The trouble began around 5:30 p.m. local time when a subset of the crowd converged on the downtown federal detention facility, where immigration detainees are held pending deportation proceedings, and began hurling rocks, glass bottles, and chunks of concrete at federal protective officers monitoring the building's perimeter. Federal agents responded with chemical munitions. The Los Angeles Police Department immediately placed its entire force on tactical alert — a citywide emergency mobilization that cancels days off, recalls officers to duty, and signals an active public safety crisis. Officers in riot gear formed skirmish lines along Alameda Street as the department urged residents to avoid downtown.

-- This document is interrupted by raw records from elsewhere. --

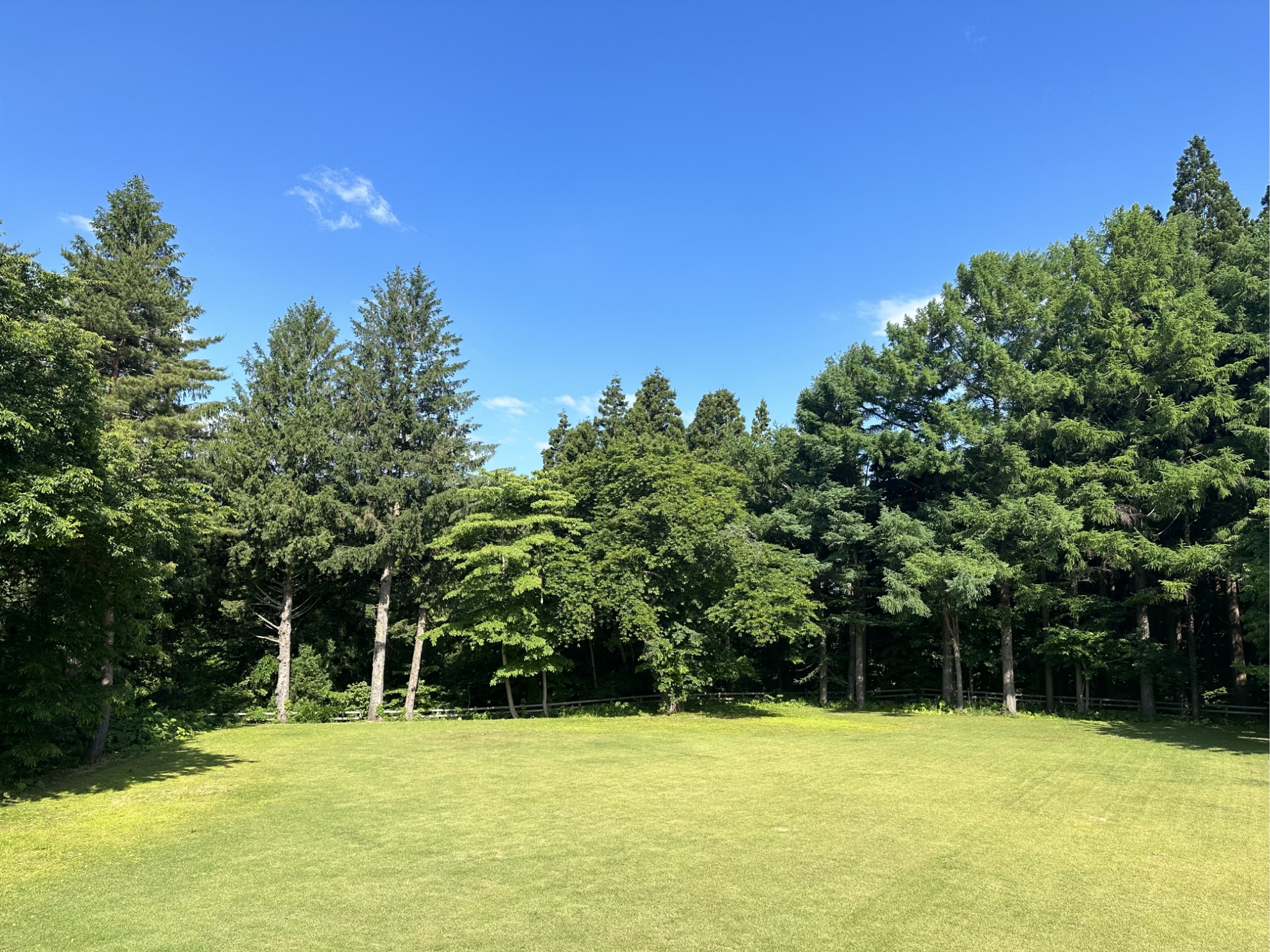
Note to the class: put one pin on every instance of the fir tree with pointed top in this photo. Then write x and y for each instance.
(1200, 191)
(717, 423)
(613, 411)
(654, 413)
(131, 292)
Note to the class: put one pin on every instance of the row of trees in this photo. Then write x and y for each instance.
(1052, 474)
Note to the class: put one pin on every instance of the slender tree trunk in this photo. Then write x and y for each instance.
(282, 695)
(1193, 656)
(412, 687)
(507, 683)
(1241, 677)
(948, 658)
(381, 638)
(1007, 651)
(859, 631)
(1050, 668)
(97, 748)
(825, 670)
(1147, 683)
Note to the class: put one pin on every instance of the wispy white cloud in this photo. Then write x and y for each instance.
(586, 405)
(332, 186)
(79, 221)
(892, 310)
(511, 405)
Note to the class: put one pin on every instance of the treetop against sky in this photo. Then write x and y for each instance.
(731, 192)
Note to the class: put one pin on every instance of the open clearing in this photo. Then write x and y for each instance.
(777, 827)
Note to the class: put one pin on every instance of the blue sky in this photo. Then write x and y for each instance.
(732, 192)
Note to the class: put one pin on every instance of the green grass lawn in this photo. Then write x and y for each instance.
(788, 828)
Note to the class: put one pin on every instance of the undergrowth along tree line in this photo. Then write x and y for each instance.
(1052, 476)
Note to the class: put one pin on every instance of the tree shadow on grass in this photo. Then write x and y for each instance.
(167, 762)
(728, 710)
(1234, 738)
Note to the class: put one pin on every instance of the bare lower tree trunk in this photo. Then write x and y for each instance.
(381, 638)
(1193, 656)
(282, 695)
(1007, 651)
(1241, 677)
(859, 633)
(1050, 668)
(1146, 682)
(412, 687)
(825, 670)
(97, 748)
(507, 683)
(948, 658)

The events in Los Angeles were a sharp contrast to the broader picture unfolding across the country. Organizers estimated that more than 8 million Americans took part in Saturday's third round of No Kings demonstrations, held in 3,300 locations across all 50 states and 14 countries, making it potentially the largest single-day act of nonviolent political protest in modern American history. The flagship rally was held in St. Paul, Minnesota, on the state Capitol grounds, chosen deliberately because of the January killings of Alex Pretti and Renee Good during a federal immigration enforcement sweep in Minneapolis. Those deaths triggered the DHS funding shutdown and became the symbolic center of the movement's grievances. Governor Tim Walz addressed the crowd. Bruce Springsteen performed a new single titled 'Streets of Minneapolis' before tens of thousands who had traveled from across the region.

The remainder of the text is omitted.